The reaction it sparked in China is even more interesting. In March, nearly a thousand people queued outside Tencent's headquarters in Shenzhen, asking engineers to help install OpenClaw. In line were students, retirees, office workers—not just programmers. "Raising a crayfish" became a meme. The Longgang district of Shenzhen is offering subsidies of up to 10 million RMB to startups based on OpenClaw; Wuxi followed with 5 million RMB. Alibaba Cloud, Tencent Cloud, ByteDance, JD.com, and Baidu have all launched their own versions.

Viewed in isolation, OpenClaw might look like just another viral project. But placed in the framework I just described, it's actually a microcosm of the platform effect beginning to manifest. Creators use coding agents to iterate rapidly; users get up to speed with the help of AI; and GitHub distributes it at near-zero cost. A good piece of software going from birth to usage by hundreds of thousands of people used to take a long cycle; now the speed is completely different.

Why You Should Pay Attention to Open Source Communities

Looking ahead, I think open source communities will mean to the software industry what short video platforms mean to entertainment.

GitHub added 121 million new repositories in 2025—230 new projects every minute—and merged over 500 million pull requests in a single year. AI-related projects grew 178% year over year, with more than 1.1 million repositories using LLM SDKs.
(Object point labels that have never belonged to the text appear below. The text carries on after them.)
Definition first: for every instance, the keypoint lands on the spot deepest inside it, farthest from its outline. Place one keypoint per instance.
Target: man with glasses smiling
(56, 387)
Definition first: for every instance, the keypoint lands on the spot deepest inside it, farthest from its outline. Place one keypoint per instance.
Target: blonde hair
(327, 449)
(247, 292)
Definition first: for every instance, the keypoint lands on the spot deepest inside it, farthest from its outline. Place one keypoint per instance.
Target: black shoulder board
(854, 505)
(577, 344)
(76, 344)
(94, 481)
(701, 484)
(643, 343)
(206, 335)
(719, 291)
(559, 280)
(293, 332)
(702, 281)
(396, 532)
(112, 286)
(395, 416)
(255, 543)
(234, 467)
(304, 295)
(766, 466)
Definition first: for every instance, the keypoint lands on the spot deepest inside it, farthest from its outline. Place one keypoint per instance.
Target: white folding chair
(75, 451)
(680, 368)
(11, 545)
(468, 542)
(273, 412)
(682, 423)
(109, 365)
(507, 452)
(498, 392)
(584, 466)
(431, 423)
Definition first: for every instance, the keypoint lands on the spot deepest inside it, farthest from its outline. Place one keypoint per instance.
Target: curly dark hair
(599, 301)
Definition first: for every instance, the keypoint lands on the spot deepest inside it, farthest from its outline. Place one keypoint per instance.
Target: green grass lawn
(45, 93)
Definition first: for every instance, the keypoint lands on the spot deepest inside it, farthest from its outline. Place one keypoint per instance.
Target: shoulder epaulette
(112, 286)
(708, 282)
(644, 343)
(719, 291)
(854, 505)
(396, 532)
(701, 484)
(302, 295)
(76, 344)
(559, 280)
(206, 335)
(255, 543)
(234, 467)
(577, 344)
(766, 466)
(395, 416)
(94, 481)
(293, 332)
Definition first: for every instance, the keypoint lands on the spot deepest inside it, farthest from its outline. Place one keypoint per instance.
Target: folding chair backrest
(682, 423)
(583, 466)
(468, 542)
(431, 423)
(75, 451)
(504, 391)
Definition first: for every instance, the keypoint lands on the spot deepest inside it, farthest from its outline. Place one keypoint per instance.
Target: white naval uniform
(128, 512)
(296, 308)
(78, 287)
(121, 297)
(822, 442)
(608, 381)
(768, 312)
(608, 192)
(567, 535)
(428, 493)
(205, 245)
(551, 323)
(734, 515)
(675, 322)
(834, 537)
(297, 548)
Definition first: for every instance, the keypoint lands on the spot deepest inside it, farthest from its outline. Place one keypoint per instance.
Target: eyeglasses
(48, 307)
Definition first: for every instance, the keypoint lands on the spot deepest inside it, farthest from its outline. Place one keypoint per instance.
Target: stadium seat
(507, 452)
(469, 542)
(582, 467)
Open source communities are no longer just places for programmers to exchange code. Production happens here, distribution happens here, collaboration happens here, and influence grows from here. Having open source projects to show already unlocks significant traffic and resources.

If you're in the software industry, whether in engineering or product, I suggest you take open source communities seriously. Not the "keep an eye on it" kind of serious, but treat it as a core channel to actively cultivate.

The driving forces behind this are AI and coding agents. A coding agent is not just a tool for writing code; it is a meta-ability—one that lets people without a technical background participate in open source projects. But looking at the phenomenon itself, what you'll see is good software spreading through open source communities at an astonishing rate, just as short video platforms exploded after 4G and smartphones became ubiquitous infrastructure.

For those of us already in the software industry, this is worth watching closely.